El villano es una parte esencial de toda buena historia. Es necesario que haya un antagonista para nuestro protagonista, que forme parte del conflicto central de la película, y que nos ayude a posicionarnos a favor de la figura central de la historia, pudiendo ser este antagonista desde una persona física identificable, hasta un ente sin rostro o la propia sociedad. Alguien frente al que luchar, un obstaculo en el camino de nuestro héroe para llegar al desenlace final. Pero el antagonista no es un personaje secundario más, y eso hace que en muchas ocasiones requiera de un arco dramático tan —e, incluso, a veces, más— elaborado que el del propio protagonista. El villano trae consigo una connotación negativa, un atisbo de maldad y oscuridad que es necesario explicar, y que incluso, en ocasiones, dotan a este de una «picardía» especial, algo memorable a la vez que atractivo que el héroe no es capaz de transmitir. Ejemplo de ello es Sharon Stone, que encarna a una arrebatadora Catherine Tramell en Instinto básico (Paul Verhoeven, 1992), una mujer dotada de un erotismo salvaje, que a pesar de parecer una simple «mujer del destape», su maldad presenta infinidad de capas. O quién no se acuerda de Alex Forrest, una de las mejores villanas de la historia del cine, interpretada por una inigualable Glenn Close en Atracción fatal (Adrian Lyme, 1987) cuyo Óscar fue —otra vez— arrebatado injustamente. Todo esto hace que, en ciertas situaciones, incluso nos lleguemos a poner de parte del villano. En Black Panther (Ryan Coogler, 2018), el conflicto del personaje de Michael B. Jordan incluía gran contenido político y de desigualdad social, haciendo que fuese mucho más potente que el del propio superhéroe encarnado por el recientemente fallecido Chadwick Boseman.

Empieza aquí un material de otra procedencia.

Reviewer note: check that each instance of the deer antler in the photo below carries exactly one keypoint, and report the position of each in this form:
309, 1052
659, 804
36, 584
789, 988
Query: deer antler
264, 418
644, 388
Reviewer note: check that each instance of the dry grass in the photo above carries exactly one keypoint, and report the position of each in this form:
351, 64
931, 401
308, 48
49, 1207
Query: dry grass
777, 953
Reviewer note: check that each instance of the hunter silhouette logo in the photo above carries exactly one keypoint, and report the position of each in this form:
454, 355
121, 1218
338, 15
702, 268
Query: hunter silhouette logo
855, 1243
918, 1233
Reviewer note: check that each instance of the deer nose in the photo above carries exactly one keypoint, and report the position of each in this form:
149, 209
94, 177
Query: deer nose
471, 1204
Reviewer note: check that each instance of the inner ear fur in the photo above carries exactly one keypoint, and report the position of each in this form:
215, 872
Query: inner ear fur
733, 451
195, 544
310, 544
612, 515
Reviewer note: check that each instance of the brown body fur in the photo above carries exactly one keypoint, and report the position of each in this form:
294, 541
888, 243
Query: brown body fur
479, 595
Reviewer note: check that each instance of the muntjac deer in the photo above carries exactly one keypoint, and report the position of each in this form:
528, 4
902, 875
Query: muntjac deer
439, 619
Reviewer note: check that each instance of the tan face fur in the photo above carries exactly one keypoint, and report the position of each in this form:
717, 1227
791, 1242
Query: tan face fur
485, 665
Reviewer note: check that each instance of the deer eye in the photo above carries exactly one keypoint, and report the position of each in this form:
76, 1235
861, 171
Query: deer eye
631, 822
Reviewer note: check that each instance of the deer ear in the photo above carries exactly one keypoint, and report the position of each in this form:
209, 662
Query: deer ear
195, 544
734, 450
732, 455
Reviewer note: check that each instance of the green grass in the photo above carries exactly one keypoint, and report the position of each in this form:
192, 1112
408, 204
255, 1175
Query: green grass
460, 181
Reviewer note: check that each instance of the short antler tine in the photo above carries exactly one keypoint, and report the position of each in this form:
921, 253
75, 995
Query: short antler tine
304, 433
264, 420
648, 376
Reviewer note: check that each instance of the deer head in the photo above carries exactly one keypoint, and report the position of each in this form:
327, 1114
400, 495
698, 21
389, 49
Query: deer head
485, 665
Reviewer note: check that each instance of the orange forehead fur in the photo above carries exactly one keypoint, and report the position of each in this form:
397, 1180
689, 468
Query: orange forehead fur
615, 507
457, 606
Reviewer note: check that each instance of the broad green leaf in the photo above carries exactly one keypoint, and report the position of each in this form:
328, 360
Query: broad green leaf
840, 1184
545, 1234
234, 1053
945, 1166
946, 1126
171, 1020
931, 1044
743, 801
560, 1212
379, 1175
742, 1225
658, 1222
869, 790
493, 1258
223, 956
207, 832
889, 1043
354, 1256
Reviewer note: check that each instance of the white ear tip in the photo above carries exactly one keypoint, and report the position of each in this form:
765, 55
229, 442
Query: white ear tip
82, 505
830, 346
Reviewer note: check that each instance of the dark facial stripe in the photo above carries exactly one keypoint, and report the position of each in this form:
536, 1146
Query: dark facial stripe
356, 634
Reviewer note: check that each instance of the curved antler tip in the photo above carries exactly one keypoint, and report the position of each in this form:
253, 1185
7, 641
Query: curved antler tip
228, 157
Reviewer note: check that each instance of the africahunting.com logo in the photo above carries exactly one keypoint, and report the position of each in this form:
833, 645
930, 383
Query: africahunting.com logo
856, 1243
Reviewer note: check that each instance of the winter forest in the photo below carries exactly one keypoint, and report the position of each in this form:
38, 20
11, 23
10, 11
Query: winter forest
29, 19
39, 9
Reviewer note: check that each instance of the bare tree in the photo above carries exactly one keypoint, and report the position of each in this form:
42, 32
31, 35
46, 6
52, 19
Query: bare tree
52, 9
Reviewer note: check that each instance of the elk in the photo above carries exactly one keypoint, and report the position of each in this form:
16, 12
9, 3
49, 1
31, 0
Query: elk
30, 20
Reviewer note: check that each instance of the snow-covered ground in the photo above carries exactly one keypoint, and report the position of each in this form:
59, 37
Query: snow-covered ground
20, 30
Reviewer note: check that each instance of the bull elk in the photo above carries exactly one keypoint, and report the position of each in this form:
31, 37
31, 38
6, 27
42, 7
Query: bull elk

Pero ¿qué ocurre cuándo esto mismo sucede en una película de terror?, ¿qué pasa cuando el mismísimo asesino tiene tanto carisma y es tan divertido que llegue a darnos igual el policía que lleve el caso? Esto deberíamos preguntárselo al personaje del que vamos a hablar hoy, Anthony Hopkins, que a sus 83 años que cumple hoy, sigue siendo uno de los «malos malísimos» más memorables del cine de terror. Hannibal Lecter creó tanto furor en los 90 gracias a El silencio de los corderos (Jonathan Demme, 1991), que aparte de hacerle ganar el Óscar a mejor actor —y dejar un poco en la sombra a una estupendísima Jodie Foster—, le valieron también dos secuelas, probablemente, innecesarias. Sin embargo, muy al contrario que otros muchos actores a lo largo de la historia, ha conseguido superar el efecto generado por ese papel icónico pudiendo demostrar que más allá de un gran villano, es también uno de los mejores actores de su generación. Por ello, desde La Ciclotimia, para celebrar el cumpleaños del actor británico, hemos decidido hacer un repaso de su carrera a través de algunas de sus películas más remarcables.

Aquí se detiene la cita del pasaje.